着替え終わった後、沖田が持ってきた耳温計で熱を測り、沖田や澄野が用意したおかゆを橘川が持ってくる。
「ふーふー、‥‥はい、あーん」
なんと、橘川がジェームスに食べさせようとする。『おくちあーん』で。
「ちょっ!」
流石にジェームスでもそれは焦る。
「とか、えへっ。冗談です。食べられるなら自分で食べてくださいね。フィアナさんが見ていますよ」
橘川は笑いながらフィアナ・ローデン(gz0020)のポスターを見る。
「いや、まあ‥‥そうだな。自分で食べる‥‥」
ジェームスは器を受け取って、自分で食べ始めた。
「ところで、フィアナさんのどこが好きなんですか?」
と、いきなりの質問にジェームスは、
「元気をくれる歌を歌うところだな。良い歌だ」
と、ジェームスは答える。
「そっか、元気な歌が‥‥。あの、CD借りても良いですか?」
「ん? いいぜ?」
「はい、ありがとうございます」
橘川はとびきりの笑顔で返事をした。
着替えを済ませて常備薬を飲んでからジェームスは又横になる。
そのときに、買い出しの話しもあり
「えっと、あの、又見舞いに来ますね。それで、えっと、何が好きですか?」
「食べ物か?」
「はい」
「特に好き嫌いはないな‥‥」
「どんなものでも!」
風邪を引いた経緯を聞いたとき、鳴神は、
(「大丈夫そうですね。しかし、今度から二つ名を『里親捜し』のジェームスと名乗った方が良さそうな気もします。こんなの事を口にしてはいけませんね‥‥本人も気にしているようですし」)
と思ったが決して口にはしなかった。
そのあと、沖田や橘川に色々聞かれたり話しかけられたりしていたが、ジェームスの様態を気遣ってほどほどに話しかけていた。世間話ではなく、どちらかというと看病に必要な要件程度である。
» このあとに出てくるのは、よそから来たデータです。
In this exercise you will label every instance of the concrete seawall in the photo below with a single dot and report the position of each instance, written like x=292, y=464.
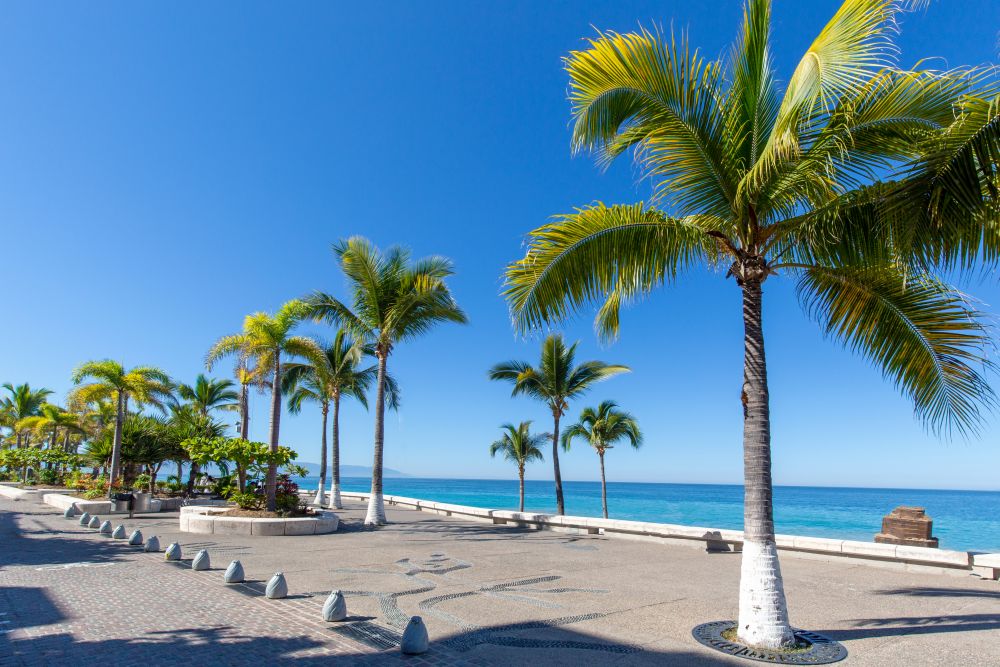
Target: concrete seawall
x=713, y=539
あと数日は、賑やかになるだろうなとジェームスは思った。
●数日
夜に様子を見ていたのは白鐘と沖田の2人になった。ジェームスは複雑な顔をする。
「可愛い女の子の看病であれば良かったんだけどな‥‥」
「男の付き添いですまないな」
ぼやくジェームスに白鐘が苦笑して言う。
「ビーフシチューやコーンポタージュあるからな。小腹が減ったら言ってくれ」
「お前結構世話焼きだな」
「一人暮らしだと、色々苦労するだろうし、不安でしょう」
台所で後片付けしていた沖田が顔を覗かせて答える。
「ああ、確かに」
熱でうなされていたとき、流石にヤバイとジェームスは思った。今なら憎まれ口は言えるほど気分が軽いのもこうして付き添いがいるからだ。
「サンキュ」
翌日には北柴が食料や涼感シートを持参して現れ、様子を見ながら他愛もない話をして帰って行った。
こうして数日、入れ替わりに人が来ては看病したり、往診が出来る医者を呼んだりする状態が続いた。うがい手洗いをしっかりして風邪予防し、誰も風邪はうつらなかったようだ。
その甲斐あってかジェームスは快方に向かい、数日後には現場復帰していた。